We thought that was strange but then it got even stranger when we
found out that it still needs another worm to make eggs. The eggs
are laid in a cuff-like part that goes around the worm body.
The cuff slides up and off of the worm’s body and forms a cocoon.
The earthworms hatch in a few weeks.
Earthworms
are important to the land. They
loosen up the soil and put air into it. The soil grows things
better because of this. They
eat the dirt as they crawl through it.
Their bodies digest the plant parts of it and get rid of the rest.
This also makes the soil better.
Earthworms—like
other animals—have learned to adapt to where they live.
They are hibernators and estivators.
When it starts to get cold, the worm will dig down below where
frost will reach them—sometimes seven or eight feet into the ground.

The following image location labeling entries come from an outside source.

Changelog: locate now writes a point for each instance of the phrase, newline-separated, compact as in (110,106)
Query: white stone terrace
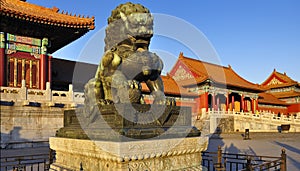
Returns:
(260,121)
(25,96)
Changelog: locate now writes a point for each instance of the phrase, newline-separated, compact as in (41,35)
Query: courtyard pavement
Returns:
(263,144)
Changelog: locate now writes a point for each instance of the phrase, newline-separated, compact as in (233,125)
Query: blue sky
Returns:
(254,37)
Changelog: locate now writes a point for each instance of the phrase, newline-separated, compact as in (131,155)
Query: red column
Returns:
(49,69)
(242,102)
(43,71)
(214,101)
(2,60)
(227,101)
(256,104)
(206,101)
(252,105)
(232,102)
(218,103)
(2,67)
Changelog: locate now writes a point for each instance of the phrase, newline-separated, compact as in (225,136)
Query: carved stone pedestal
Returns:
(157,154)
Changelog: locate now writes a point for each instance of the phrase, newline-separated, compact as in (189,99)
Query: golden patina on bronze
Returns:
(127,62)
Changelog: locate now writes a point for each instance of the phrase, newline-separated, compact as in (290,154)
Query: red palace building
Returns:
(29,33)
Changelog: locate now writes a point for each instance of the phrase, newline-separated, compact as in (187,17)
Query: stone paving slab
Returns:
(264,144)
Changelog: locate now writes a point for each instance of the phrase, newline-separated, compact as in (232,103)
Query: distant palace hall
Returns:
(29,33)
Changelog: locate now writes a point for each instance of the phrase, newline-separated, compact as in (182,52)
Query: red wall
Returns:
(294,108)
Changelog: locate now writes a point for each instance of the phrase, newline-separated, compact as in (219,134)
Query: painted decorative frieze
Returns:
(181,74)
(274,81)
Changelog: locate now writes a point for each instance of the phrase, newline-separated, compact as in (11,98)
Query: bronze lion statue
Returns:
(127,62)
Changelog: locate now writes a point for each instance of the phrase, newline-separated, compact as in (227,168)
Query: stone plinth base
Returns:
(159,154)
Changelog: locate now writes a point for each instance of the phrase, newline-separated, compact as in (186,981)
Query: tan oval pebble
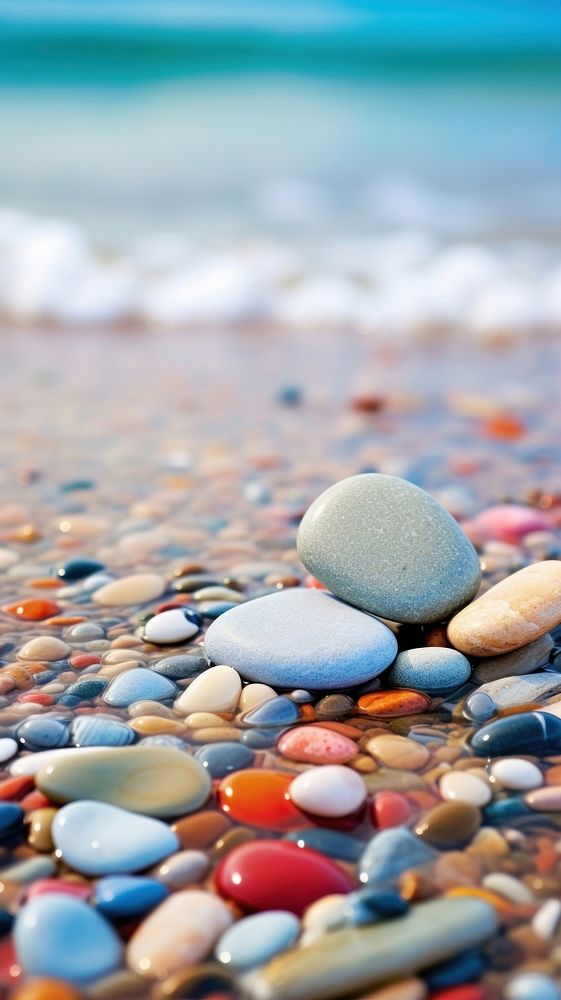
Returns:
(215,690)
(44,647)
(134,589)
(398,752)
(461,786)
(155,781)
(255,694)
(181,931)
(511,614)
(182,869)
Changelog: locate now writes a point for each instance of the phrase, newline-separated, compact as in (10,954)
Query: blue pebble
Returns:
(95,731)
(99,839)
(279,711)
(256,939)
(124,897)
(535,733)
(334,843)
(138,684)
(391,852)
(77,569)
(221,759)
(42,733)
(64,938)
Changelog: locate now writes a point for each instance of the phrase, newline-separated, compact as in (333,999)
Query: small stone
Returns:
(171,627)
(215,690)
(511,614)
(180,932)
(386,546)
(432,669)
(449,825)
(331,790)
(254,940)
(157,781)
(62,937)
(99,839)
(301,638)
(135,589)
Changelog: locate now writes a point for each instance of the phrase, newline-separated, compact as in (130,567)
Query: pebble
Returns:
(316,745)
(99,839)
(138,684)
(155,780)
(276,874)
(215,690)
(434,670)
(386,546)
(461,786)
(138,588)
(391,852)
(254,940)
(516,773)
(62,937)
(171,627)
(511,614)
(349,960)
(301,638)
(181,931)
(331,790)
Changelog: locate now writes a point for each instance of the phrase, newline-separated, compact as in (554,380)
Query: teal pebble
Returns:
(256,939)
(64,938)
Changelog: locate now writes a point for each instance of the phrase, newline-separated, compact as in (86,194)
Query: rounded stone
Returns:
(59,936)
(331,791)
(386,546)
(301,638)
(99,839)
(434,670)
(180,932)
(256,939)
(511,614)
(449,825)
(155,780)
(278,875)
(215,690)
(134,589)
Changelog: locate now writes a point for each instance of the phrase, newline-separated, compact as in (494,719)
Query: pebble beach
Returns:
(280,694)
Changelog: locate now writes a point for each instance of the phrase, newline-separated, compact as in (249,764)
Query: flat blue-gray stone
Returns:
(301,638)
(389,548)
(64,938)
(432,669)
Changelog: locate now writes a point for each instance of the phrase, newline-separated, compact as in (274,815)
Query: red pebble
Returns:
(32,609)
(81,660)
(44,886)
(389,809)
(15,788)
(278,875)
(260,798)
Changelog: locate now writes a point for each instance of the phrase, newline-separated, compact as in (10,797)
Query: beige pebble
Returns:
(215,690)
(182,869)
(135,589)
(44,647)
(511,614)
(181,931)
(398,751)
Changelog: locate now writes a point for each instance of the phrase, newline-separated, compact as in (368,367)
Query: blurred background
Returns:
(392,168)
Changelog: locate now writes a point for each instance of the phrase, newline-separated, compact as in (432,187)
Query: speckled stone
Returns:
(434,670)
(388,547)
(301,638)
(511,614)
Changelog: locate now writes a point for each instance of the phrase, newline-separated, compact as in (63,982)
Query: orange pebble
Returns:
(31,609)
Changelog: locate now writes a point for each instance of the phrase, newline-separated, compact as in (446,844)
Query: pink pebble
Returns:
(506,523)
(316,745)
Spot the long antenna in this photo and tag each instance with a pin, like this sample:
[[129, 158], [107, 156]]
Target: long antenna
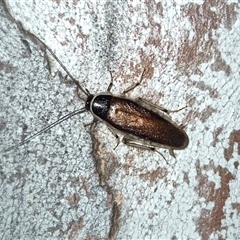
[[63, 67], [79, 111]]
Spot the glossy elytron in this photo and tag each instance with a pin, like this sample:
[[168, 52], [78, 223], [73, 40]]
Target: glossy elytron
[[140, 123]]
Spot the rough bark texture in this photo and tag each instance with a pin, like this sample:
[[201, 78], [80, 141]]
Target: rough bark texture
[[70, 182]]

They stay there until it warms up outside and then they come back
up to the surface.
Just the opposite, worms can’t live with too
much heat, light or drought.
They go into estivation to get away from these things.
Estivation is a summer time
hibernation.
Earthworms
can’t have too much water, either. They
can drown if the soil gets soggy. Most
of the time they are in the first couple of inches of dirt and come to the
surface at night. This is why
they are sometimes called nightcrawlers.